Global Corporate Tax Changes Get Big Bump With Ireland Sign Off Clearing Way for EU

Report from the New York Times

In Brief – The most significant change in global corporate tax policy in generations continued its march forward with the Irish Government agreeing to support the deal. Ireland has become the European base for large global companies, including digital giants Microsoft, Apple, Google and Facebook, in part through business-friendly tax policies. “Pillar 2” of the two-part global tax deal involves countries agreeing to set their corporate tax no lower than 15%, which is above Ireland’s current 12.5 percent. While the EU has strongly supported the global tax agreement, it was focused on “Pillar 1”, which allows countries to increase taxes on very large companies that sell to domestic consumers but have most of their operations in other countries, a modified version of Digital Services Taxes (DST). The EU requires unanimity among member states for tax policy changes, and Ireland had threatened to oppose the deal due to Pillar 2. However, pressure from the US and the largest EU countries, and an agreement that the corporate minimum rate would be 15%, not “at least” 15%, brought Ireland on board.

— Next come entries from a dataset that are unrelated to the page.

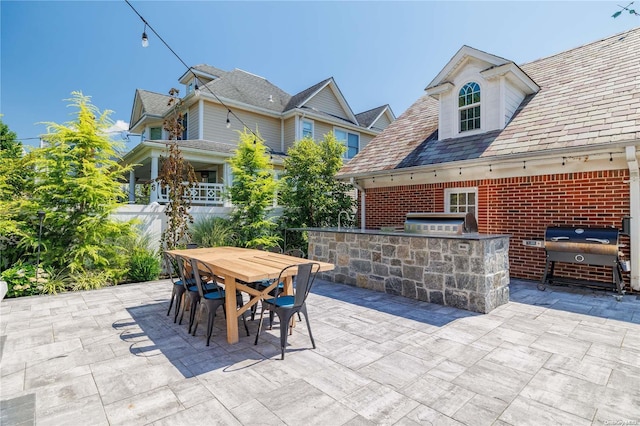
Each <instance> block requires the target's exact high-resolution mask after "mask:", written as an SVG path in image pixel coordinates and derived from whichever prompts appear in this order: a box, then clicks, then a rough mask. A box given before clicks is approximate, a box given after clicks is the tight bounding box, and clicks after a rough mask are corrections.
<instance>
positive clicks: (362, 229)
mask: <svg viewBox="0 0 640 426" xmlns="http://www.w3.org/2000/svg"><path fill="white" fill-rule="evenodd" d="M351 185H353V186H354V188H356V189H357V190H358V191H359V192H360V229H361V230H363V231H364V230H365V228H366V214H365V213H366V208H365V206H366V195H367V194H366V193H365V190H364V188H363V187H362V186H360V185H359V184H358V182H357V181H356V180H355V179H354V178H351Z"/></svg>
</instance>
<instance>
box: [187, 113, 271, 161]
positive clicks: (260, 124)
mask: <svg viewBox="0 0 640 426" xmlns="http://www.w3.org/2000/svg"><path fill="white" fill-rule="evenodd" d="M233 112H234V114H235V115H237V116H238V117H239V118H240V120H242V121H243V122H244V124H245V125H247V126H248V127H249V128H250V129H251V130H253V131H254V132H256V133H259V134H260V136H261V137H262V138H263V139H264V140H265V141H266V144H267V145H268V146H269V147H270V148H271V149H273V150H275V151H280V119H279V118H271V117H263V116H260V115H258V114H253V113H249V112H245V111H241V110H239V109H237V108H235V109H234V110H233ZM196 119H197V117H196ZM229 119H230V121H231V127H230V128H228V129H227V127H226V124H227V110H226V109H225V108H224V107H222V106H221V105H218V104H212V103H206V104H205V105H204V126H203V127H204V139H205V140H210V141H216V142H222V143H228V144H237V143H238V130H240V131H242V123H240V122H239V121H238V120H237V119H236V118H235V117H234V116H233V115H231V116H230V117H229ZM196 132H197V127H196Z"/></svg>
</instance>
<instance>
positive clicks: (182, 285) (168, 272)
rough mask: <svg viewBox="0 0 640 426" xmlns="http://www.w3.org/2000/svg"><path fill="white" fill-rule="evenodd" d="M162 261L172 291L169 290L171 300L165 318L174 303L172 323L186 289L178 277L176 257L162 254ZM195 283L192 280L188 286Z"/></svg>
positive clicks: (166, 252)
mask: <svg viewBox="0 0 640 426" xmlns="http://www.w3.org/2000/svg"><path fill="white" fill-rule="evenodd" d="M164 261H165V268H166V270H167V272H168V273H169V279H171V283H172V287H173V288H172V289H171V300H170V301H169V310H167V316H169V314H170V313H171V308H172V307H173V304H174V303H175V311H174V316H173V322H174V323H175V322H176V321H178V313H179V312H180V306H181V305H182V297H183V296H184V293H185V291H186V287H185V285H184V283H183V281H182V278H181V277H180V271H179V266H178V261H177V259H176V256H175V255H173V254H171V253H169V252H166V251H165V252H164ZM195 284H196V282H195V280H194V279H191V280H189V282H188V285H195Z"/></svg>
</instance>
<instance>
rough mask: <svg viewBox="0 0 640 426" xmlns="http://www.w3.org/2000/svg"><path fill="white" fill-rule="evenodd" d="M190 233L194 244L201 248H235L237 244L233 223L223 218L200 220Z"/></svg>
mask: <svg viewBox="0 0 640 426" xmlns="http://www.w3.org/2000/svg"><path fill="white" fill-rule="evenodd" d="M190 231H191V240H192V242H194V243H196V244H198V246H200V247H220V246H235V243H236V241H235V240H236V238H235V234H234V232H233V225H232V223H231V221H230V220H228V219H225V218H222V217H213V216H209V217H205V218H202V219H198V220H196V221H195V223H194V224H193V225H192V226H191V229H190Z"/></svg>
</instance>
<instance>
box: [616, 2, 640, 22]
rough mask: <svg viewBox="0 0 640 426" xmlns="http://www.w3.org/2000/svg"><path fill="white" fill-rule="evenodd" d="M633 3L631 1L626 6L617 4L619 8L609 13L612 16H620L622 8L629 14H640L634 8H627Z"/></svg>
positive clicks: (620, 14)
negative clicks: (610, 13) (610, 12)
mask: <svg viewBox="0 0 640 426" xmlns="http://www.w3.org/2000/svg"><path fill="white" fill-rule="evenodd" d="M632 4H633V2H631V3H629V4H628V5H626V6H620V5H618V7H620V10H618V11H617V12H616V13H614V14H613V15H611V17H612V18H614V19H615V18H617V17H618V16H620V15H621V14H622V11H623V10H626V11H628V12H629V14H631V15H636V16H640V14H639V13H638V12H636V11H635V10H634V9H629V6H631V5H632Z"/></svg>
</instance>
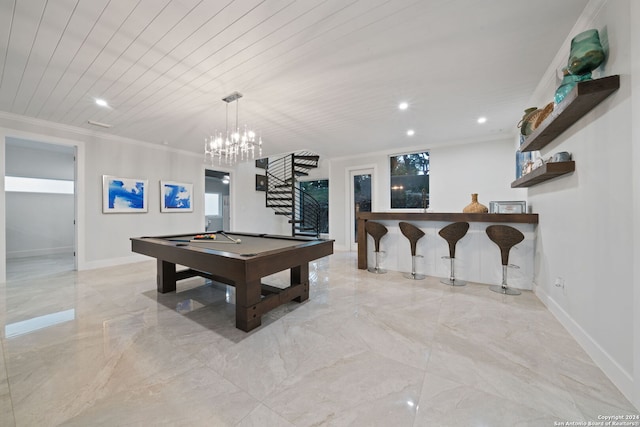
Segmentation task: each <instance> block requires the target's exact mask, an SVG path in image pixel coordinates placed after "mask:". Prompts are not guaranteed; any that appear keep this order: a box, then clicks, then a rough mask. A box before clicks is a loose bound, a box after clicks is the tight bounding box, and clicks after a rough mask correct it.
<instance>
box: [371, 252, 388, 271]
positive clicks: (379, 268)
mask: <svg viewBox="0 0 640 427" xmlns="http://www.w3.org/2000/svg"><path fill="white" fill-rule="evenodd" d="M375 254H376V266H375V267H369V268H367V271H368V272H369V273H375V274H384V273H386V272H387V270H384V269H382V268H380V264H379V263H378V261H379V260H378V255H379V254H380V252H375Z"/></svg>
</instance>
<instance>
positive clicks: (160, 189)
mask: <svg viewBox="0 0 640 427" xmlns="http://www.w3.org/2000/svg"><path fill="white" fill-rule="evenodd" d="M160 212H193V184H190V183H183V182H176V181H160Z"/></svg>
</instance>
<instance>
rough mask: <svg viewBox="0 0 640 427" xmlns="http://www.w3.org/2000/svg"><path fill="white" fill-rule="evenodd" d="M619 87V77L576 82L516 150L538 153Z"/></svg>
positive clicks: (605, 77)
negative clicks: (552, 109)
mask: <svg viewBox="0 0 640 427" xmlns="http://www.w3.org/2000/svg"><path fill="white" fill-rule="evenodd" d="M619 87H620V76H619V75H615V76H609V77H603V78H601V79H596V80H587V81H585V82H579V83H578V84H577V85H576V87H574V88H573V90H572V91H571V92H569V93H568V94H567V96H566V97H565V98H564V99H563V100H562V102H561V103H560V104H558V105H556V107H555V109H554V110H553V113H551V115H550V116H549V117H547V118H546V119H545V120H544V121H543V122H542V123H541V124H540V126H538V128H537V129H536V130H534V131H533V133H531V135H529V136H528V137H527V139H526V140H525V141H524V143H523V144H522V145H521V146H520V151H523V152H524V151H535V150H540V149H541V148H543V147H544V146H546V145H547V144H549V143H550V142H551V141H553V140H554V139H555V138H556V137H558V136H559V135H560V134H561V133H562V132H564V131H565V130H567V129H568V128H569V127H570V126H571V125H572V124H574V123H575V122H577V121H578V120H580V118H582V117H583V116H584V115H585V114H587V113H588V112H589V111H591V110H592V109H593V108H594V107H595V106H596V105H598V104H599V103H601V102H602V101H603V100H604V99H605V98H606V97H607V96H609V95H611V94H612V93H613V92H615V91H616V90H618V88H619ZM572 170H573V169H572ZM516 182H518V181H516ZM512 187H513V185H512Z"/></svg>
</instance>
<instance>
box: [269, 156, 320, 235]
mask: <svg viewBox="0 0 640 427" xmlns="http://www.w3.org/2000/svg"><path fill="white" fill-rule="evenodd" d="M309 154H311V153H303V154H302V156H303V157H304V156H308V155H309ZM300 155H301V154H298V155H296V154H295V153H294V154H290V155H288V156H285V157H282V158H280V159H277V160H274V161H271V162H269V164H268V166H267V169H266V176H267V191H266V193H265V202H266V206H267V207H270V208H272V209H274V210H275V213H276V215H284V216H286V217H288V218H289V223H290V224H291V235H292V236H296V235H308V236H315V237H319V236H320V216H321V207H320V203H318V201H317V200H316V199H314V198H313V196H311V195H310V194H309V193H307V192H306V191H304V190H302V189H300V188H299V187H298V186H297V185H296V182H297V181H296V176H297V175H298V174H303V175H304V174H306V173H305V172H304V169H305V166H304V164H305V163H307V164H309V168H312V167H315V165H312V164H311V163H312V162H309V161H306V162H305V160H304V159H302V160H301V161H300V160H299V158H298V160H296V158H297V157H296V156H300Z"/></svg>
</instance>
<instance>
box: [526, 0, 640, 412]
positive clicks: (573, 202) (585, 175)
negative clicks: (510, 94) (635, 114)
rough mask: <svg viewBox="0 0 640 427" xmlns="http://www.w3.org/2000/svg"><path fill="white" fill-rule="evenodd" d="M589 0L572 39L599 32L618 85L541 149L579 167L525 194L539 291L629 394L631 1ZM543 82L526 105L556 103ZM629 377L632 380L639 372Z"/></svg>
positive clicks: (545, 152)
mask: <svg viewBox="0 0 640 427" xmlns="http://www.w3.org/2000/svg"><path fill="white" fill-rule="evenodd" d="M590 6H592V8H590V9H588V10H587V12H586V13H585V15H584V16H583V18H582V19H581V21H580V22H579V23H578V24H577V25H576V28H574V31H572V34H571V35H570V36H569V39H570V38H571V37H573V36H574V35H576V34H578V33H579V32H581V31H583V30H585V29H589V28H597V29H599V30H600V33H601V37H602V38H603V39H604V40H605V44H608V45H609V46H610V51H609V55H608V60H607V63H606V65H605V66H604V67H603V70H602V74H603V75H613V74H620V75H621V84H620V89H619V90H618V91H617V92H615V93H614V94H613V95H611V96H610V97H609V98H607V99H606V100H605V101H604V102H603V103H602V104H600V105H599V106H597V107H596V108H595V109H594V110H592V111H591V112H590V113H589V114H587V115H586V116H585V117H584V118H582V119H581V120H580V121H579V122H577V123H576V124H575V125H573V127H571V128H570V129H569V130H568V131H566V132H565V133H564V134H562V135H561V136H560V137H559V138H557V139H556V140H555V141H554V142H553V143H551V144H550V145H549V146H547V147H545V148H544V151H543V152H542V153H541V154H542V156H543V157H545V158H546V157H548V156H549V155H551V154H553V153H554V152H558V151H568V152H571V153H572V154H573V158H574V160H575V161H576V171H575V172H574V173H573V174H571V175H568V176H565V177H562V178H558V179H555V180H552V181H548V182H545V183H542V184H540V185H538V186H534V187H531V188H530V189H529V200H530V201H531V203H532V204H533V206H534V207H535V210H536V211H537V212H538V213H539V214H540V225H539V227H538V236H537V245H538V247H537V251H536V258H537V266H536V282H537V288H536V292H537V294H538V295H539V296H540V298H541V299H542V300H543V301H544V302H545V304H547V305H548V306H549V308H550V310H551V311H552V312H553V313H554V314H555V315H556V316H557V317H558V318H559V319H560V321H561V322H562V323H563V324H564V325H565V327H567V329H568V330H569V331H570V332H571V333H572V334H573V335H574V337H576V339H577V340H578V341H579V342H580V343H581V344H582V345H583V347H585V349H586V350H587V351H588V353H589V354H590V355H591V357H592V358H593V359H594V360H595V361H596V362H597V363H598V364H599V365H600V367H601V368H602V369H603V370H604V371H605V372H606V373H607V375H608V376H609V377H610V378H611V379H612V380H613V382H614V383H615V384H616V385H617V386H618V387H619V388H620V389H621V391H622V392H623V393H624V394H625V395H626V396H627V397H629V398H630V399H632V395H633V387H634V386H633V382H634V357H635V358H636V360H637V358H638V354H637V353H636V354H635V356H634V349H633V343H634V333H635V335H636V336H637V335H638V332H637V331H635V332H634V329H633V327H632V326H633V320H634V314H633V313H634V304H633V301H634V300H633V297H634V287H637V286H638V284H637V283H635V282H637V277H636V279H635V280H634V273H633V268H634V264H636V263H637V257H636V258H635V259H634V258H633V254H634V242H633V230H634V211H633V207H634V199H637V197H638V194H637V193H638V192H637V190H636V191H635V192H634V191H633V188H632V181H631V180H630V178H631V177H632V176H633V173H634V169H637V163H636V164H635V165H634V163H633V161H632V159H633V157H632V154H633V144H632V135H631V129H632V126H631V118H632V114H631V112H632V110H631V95H632V94H631V80H630V71H631V68H630V60H629V58H630V56H629V55H630V52H631V50H630V34H631V33H630V19H629V16H630V14H629V12H630V3H629V1H607V2H592V4H591V5H590ZM600 6H602V7H600ZM568 54H569V50H568V42H567V43H565V45H564V46H562V47H561V49H560V52H559V56H558V58H559V60H558V61H557V62H555V63H553V64H552V65H551V66H550V70H549V72H548V74H547V76H553V74H554V71H555V69H557V68H558V67H560V66H562V65H564V64H566V60H567V58H568ZM549 80H550V79H549V78H547V80H546V81H543V82H542V83H541V85H540V86H539V89H538V91H537V92H536V93H535V94H534V96H533V101H534V102H533V105H543V104H544V103H546V102H548V100H550V99H553V90H554V85H550V84H549V83H550V81H549ZM551 82H553V81H551ZM635 96H637V95H635ZM636 177H637V175H636ZM635 203H637V201H636V202H635ZM636 212H637V211H636ZM636 218H637V217H636ZM635 227H637V225H636V226H635ZM558 277H561V278H563V279H564V283H565V287H564V289H562V288H558V287H555V286H554V281H555V279H556V278H558ZM636 311H637V307H636ZM636 363H637V362H636ZM635 377H636V378H635V381H638V373H636V374H635ZM636 405H638V402H637V401H636Z"/></svg>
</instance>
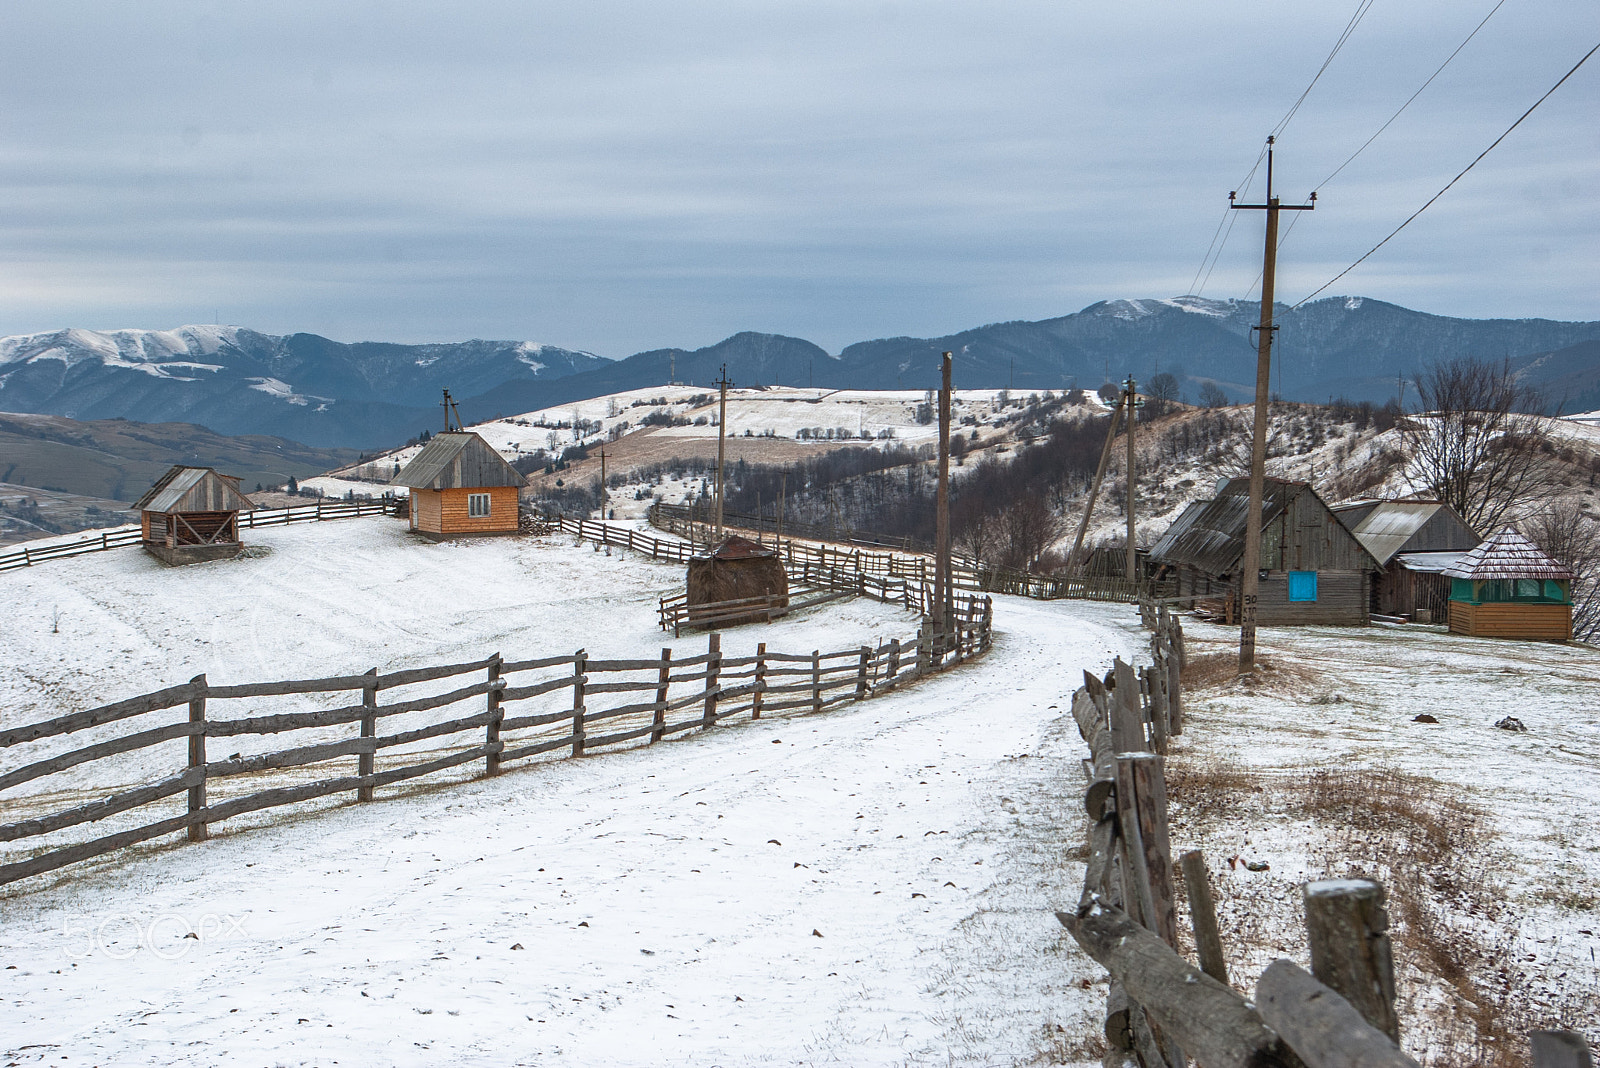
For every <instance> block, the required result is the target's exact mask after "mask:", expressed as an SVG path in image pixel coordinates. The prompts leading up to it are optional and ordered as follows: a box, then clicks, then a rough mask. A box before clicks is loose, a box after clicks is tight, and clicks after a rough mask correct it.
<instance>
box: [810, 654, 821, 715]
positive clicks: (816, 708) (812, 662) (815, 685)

Context – A number of countries, especially France, Great Britain, Italy and Spain, moved aggressively to increase taxes on large digital platforms in 2019 and 2020, but were largely stymied by Trump Administration opposition and threats of trade sanctions. The Biden Administration changed the debate and appears on the way to a major global tax deal, first shifting the US focus away from stopping DSTs over to getting a global minimum corporate tax rate (Pillar 2) and also shifting the DST-related agreement (Pillar 1) to cover more than just digital companies, although all the largest digital platforms are expected to be impacted. As the OECD agreement continues forward, questions remain on the substance, whether the Biden Administration can get its provisions through the US Congress, and whether European countries and the EU will drop their DST plans anytime soon.